\[\begin{align*} \boxed{2^3 = 2 \times 2 \times 2 = 8} \end{align*}\]
Introduction
Exponents are a convenient way to represent repeated multiplication, and understanding how to evaluate them is essential in math. The expression \( 2^3 \) is an example of exponential notation, where \( 2 \) is the base, which is the number being multiplied, and \( 3 \) is the exponent, which tells us how many times to multiply the base by itself. In other words, \( 2^3 \) means “multiply 2 by itself 3 times.”
Step-by-Step Solution
To solve \( 2^3 \), we can expand the expression as follows:
\[\begin{align*} \boxed{2^3 = 2 \times 2 \times 2 = 8} \end{align*}\]
Practice Problems
- Evaluate $5^3$.
Rewriting the exponentiation as multiplication, $5^3 = 5 \cdot 5 \cdot 5 = 125$. - Evaluate $10^{10}$.

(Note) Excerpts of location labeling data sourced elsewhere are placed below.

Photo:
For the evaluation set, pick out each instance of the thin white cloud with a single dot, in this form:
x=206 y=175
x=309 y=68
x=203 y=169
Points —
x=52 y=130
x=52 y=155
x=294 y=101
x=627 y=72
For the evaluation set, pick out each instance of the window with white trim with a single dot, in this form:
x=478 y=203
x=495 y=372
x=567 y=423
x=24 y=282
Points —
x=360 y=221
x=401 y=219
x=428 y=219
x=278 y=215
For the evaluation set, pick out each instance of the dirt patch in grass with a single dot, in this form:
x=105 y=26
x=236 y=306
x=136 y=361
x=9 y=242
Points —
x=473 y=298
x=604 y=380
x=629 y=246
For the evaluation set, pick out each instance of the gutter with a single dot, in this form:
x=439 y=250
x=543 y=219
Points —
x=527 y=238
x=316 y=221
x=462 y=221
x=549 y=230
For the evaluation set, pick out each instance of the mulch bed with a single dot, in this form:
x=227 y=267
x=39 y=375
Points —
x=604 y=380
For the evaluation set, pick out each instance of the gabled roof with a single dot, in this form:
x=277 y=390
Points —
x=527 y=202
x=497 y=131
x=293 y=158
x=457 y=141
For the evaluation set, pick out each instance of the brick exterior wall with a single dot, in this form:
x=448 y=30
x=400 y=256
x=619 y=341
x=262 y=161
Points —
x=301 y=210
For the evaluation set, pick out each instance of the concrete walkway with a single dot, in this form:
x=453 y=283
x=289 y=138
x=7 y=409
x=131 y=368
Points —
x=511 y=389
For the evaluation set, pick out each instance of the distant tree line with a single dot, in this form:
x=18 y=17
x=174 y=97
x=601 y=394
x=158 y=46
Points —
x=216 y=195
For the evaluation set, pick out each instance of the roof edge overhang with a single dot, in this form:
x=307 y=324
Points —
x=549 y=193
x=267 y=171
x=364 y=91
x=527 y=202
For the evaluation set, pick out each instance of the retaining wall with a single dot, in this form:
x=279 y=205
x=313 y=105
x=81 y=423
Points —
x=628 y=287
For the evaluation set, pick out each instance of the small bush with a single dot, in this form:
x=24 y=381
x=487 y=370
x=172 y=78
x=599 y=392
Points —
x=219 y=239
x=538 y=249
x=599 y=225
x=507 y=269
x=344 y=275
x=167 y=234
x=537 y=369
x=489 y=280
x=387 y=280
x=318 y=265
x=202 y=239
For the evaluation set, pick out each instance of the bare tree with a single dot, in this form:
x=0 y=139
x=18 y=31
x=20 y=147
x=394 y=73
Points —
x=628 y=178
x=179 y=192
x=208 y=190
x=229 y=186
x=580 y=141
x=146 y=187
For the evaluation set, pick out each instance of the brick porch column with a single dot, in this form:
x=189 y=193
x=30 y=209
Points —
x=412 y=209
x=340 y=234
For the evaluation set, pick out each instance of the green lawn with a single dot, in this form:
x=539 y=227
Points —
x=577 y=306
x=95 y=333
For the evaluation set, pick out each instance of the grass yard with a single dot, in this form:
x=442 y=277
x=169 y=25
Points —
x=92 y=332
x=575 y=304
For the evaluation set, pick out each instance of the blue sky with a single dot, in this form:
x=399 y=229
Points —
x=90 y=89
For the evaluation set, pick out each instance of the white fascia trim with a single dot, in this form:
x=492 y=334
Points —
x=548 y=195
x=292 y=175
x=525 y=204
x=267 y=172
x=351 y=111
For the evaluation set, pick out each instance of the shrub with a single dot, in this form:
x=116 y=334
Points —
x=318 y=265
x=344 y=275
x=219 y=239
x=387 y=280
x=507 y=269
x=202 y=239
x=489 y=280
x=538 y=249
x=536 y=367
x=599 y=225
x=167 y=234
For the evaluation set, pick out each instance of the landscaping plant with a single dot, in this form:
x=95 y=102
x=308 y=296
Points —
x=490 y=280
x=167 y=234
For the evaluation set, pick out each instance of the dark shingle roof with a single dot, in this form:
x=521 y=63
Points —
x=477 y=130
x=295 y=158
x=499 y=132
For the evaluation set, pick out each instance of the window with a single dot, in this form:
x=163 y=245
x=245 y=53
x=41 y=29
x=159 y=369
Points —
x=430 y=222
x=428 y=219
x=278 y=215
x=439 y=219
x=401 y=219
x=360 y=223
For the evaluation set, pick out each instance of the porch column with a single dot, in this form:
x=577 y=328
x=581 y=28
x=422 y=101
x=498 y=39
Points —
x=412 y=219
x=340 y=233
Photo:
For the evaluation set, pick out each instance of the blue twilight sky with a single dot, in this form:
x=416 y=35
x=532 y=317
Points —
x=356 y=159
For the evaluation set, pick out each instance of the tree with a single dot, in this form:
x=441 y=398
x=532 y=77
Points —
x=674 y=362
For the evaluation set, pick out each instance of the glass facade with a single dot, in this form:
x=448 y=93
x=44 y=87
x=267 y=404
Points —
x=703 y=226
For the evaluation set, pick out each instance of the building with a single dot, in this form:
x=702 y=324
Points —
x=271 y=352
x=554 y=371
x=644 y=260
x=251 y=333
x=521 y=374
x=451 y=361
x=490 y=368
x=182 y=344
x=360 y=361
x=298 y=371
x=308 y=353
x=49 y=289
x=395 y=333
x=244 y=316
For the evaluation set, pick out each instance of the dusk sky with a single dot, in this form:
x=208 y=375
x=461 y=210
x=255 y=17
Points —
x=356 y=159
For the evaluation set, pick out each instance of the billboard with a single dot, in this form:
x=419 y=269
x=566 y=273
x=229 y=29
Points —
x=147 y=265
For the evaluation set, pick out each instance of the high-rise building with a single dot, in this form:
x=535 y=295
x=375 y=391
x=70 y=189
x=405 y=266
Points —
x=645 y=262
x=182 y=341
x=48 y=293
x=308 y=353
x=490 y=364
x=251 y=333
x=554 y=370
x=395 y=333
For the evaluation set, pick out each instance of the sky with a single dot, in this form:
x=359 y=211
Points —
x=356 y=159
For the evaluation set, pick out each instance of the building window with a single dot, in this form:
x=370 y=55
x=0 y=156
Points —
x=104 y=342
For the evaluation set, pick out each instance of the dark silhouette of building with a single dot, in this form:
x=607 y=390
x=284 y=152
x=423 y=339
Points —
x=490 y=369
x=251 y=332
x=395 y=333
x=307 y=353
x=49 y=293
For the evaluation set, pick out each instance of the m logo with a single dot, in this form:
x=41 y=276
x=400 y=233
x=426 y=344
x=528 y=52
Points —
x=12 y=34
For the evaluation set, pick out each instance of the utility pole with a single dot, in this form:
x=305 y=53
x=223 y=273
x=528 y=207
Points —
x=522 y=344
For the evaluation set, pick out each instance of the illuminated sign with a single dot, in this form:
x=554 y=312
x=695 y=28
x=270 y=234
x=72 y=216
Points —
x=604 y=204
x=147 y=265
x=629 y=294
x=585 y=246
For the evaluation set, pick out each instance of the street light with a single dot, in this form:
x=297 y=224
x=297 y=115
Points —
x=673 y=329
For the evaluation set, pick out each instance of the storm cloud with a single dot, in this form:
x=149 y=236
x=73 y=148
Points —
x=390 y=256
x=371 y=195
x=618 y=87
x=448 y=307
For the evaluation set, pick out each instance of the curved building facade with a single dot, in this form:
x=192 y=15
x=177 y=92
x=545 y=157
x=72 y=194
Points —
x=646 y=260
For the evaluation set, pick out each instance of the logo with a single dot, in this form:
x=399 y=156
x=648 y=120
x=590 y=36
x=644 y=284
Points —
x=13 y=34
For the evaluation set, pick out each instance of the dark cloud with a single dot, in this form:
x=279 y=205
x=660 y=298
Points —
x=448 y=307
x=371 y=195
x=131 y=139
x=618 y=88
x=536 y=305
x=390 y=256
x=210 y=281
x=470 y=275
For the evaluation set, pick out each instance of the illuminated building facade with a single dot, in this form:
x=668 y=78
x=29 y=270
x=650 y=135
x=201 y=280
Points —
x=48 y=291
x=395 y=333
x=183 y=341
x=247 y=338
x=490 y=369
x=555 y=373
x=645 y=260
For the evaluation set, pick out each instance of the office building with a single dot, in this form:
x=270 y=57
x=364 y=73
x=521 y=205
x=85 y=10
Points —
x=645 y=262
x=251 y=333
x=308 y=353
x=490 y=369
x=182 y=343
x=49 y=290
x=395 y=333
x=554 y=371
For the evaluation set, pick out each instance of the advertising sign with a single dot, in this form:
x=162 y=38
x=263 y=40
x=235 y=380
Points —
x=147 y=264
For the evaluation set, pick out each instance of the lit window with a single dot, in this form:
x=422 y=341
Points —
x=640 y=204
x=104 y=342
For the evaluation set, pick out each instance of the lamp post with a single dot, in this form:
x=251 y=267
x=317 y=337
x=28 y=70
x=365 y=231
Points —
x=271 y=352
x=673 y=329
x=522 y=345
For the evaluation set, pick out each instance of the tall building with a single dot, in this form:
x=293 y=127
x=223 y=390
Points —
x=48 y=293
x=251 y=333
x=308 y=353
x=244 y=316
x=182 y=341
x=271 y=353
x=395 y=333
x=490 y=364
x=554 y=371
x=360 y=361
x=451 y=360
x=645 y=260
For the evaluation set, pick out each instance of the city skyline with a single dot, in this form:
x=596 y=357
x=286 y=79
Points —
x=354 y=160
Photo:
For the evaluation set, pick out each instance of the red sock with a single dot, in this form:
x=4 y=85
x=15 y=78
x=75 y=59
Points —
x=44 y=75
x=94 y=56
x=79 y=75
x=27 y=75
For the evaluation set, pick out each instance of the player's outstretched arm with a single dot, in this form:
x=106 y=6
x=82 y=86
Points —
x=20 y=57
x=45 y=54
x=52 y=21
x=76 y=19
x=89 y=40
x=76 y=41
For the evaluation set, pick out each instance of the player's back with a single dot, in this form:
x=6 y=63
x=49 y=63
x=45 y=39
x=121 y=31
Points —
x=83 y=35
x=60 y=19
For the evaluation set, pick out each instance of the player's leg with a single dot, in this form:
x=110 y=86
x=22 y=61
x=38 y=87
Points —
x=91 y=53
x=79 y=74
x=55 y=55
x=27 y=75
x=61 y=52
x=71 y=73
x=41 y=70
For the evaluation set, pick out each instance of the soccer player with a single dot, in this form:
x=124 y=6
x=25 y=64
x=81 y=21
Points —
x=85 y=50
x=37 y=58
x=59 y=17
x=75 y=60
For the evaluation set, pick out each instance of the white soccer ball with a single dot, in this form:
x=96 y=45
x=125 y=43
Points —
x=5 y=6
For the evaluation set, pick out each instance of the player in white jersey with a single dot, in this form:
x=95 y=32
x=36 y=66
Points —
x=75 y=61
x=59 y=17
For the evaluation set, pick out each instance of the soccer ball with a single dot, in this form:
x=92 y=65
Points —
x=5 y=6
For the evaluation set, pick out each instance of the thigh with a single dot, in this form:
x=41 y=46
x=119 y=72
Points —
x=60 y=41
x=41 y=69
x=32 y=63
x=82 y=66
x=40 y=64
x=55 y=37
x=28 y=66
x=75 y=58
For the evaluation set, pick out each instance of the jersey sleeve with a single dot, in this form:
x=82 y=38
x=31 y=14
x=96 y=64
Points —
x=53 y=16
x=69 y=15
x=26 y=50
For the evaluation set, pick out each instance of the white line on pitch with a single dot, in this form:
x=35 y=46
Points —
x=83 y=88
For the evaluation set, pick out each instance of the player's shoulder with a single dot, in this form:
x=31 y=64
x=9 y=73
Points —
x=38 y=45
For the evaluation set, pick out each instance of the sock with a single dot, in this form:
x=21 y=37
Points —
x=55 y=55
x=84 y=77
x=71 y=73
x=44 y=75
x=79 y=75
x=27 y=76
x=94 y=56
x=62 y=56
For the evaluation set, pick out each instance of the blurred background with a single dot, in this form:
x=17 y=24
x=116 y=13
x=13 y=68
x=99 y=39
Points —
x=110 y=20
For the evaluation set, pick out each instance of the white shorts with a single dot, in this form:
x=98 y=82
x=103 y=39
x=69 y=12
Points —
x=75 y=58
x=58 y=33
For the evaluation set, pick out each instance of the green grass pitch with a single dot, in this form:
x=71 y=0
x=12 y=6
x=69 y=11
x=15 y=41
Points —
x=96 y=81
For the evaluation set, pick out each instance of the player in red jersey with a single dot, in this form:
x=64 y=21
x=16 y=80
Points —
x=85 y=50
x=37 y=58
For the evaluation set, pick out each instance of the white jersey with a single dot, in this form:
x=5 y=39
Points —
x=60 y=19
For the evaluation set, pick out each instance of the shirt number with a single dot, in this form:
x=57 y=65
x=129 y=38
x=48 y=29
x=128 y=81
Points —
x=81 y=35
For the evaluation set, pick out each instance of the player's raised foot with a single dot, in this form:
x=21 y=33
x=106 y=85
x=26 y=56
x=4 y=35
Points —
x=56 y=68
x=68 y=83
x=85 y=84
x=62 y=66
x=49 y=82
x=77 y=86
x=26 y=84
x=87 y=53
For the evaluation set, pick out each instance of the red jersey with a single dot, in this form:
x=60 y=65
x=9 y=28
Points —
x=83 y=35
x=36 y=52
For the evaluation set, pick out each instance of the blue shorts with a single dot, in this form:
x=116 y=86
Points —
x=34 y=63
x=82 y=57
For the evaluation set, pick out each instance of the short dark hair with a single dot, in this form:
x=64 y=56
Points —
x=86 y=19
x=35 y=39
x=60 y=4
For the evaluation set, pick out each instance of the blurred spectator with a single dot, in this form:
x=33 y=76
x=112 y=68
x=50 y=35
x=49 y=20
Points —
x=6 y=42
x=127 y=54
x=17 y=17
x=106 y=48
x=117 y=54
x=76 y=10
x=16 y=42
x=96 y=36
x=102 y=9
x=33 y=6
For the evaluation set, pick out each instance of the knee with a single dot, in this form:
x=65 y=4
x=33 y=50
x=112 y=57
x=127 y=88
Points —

Working with repeated multiplication of $10$ is the same as adding zeros at the end of a number. We end up with $10000000000$. - Evaluate $(2^4)^2$.
Rewriting the exponentiation as multiplication, notice that $2^4 = 16$, so it would be the same as if we asked for $(16)^2$. Expanding, we get $16^2 = 16 \cdot 16 = 256$.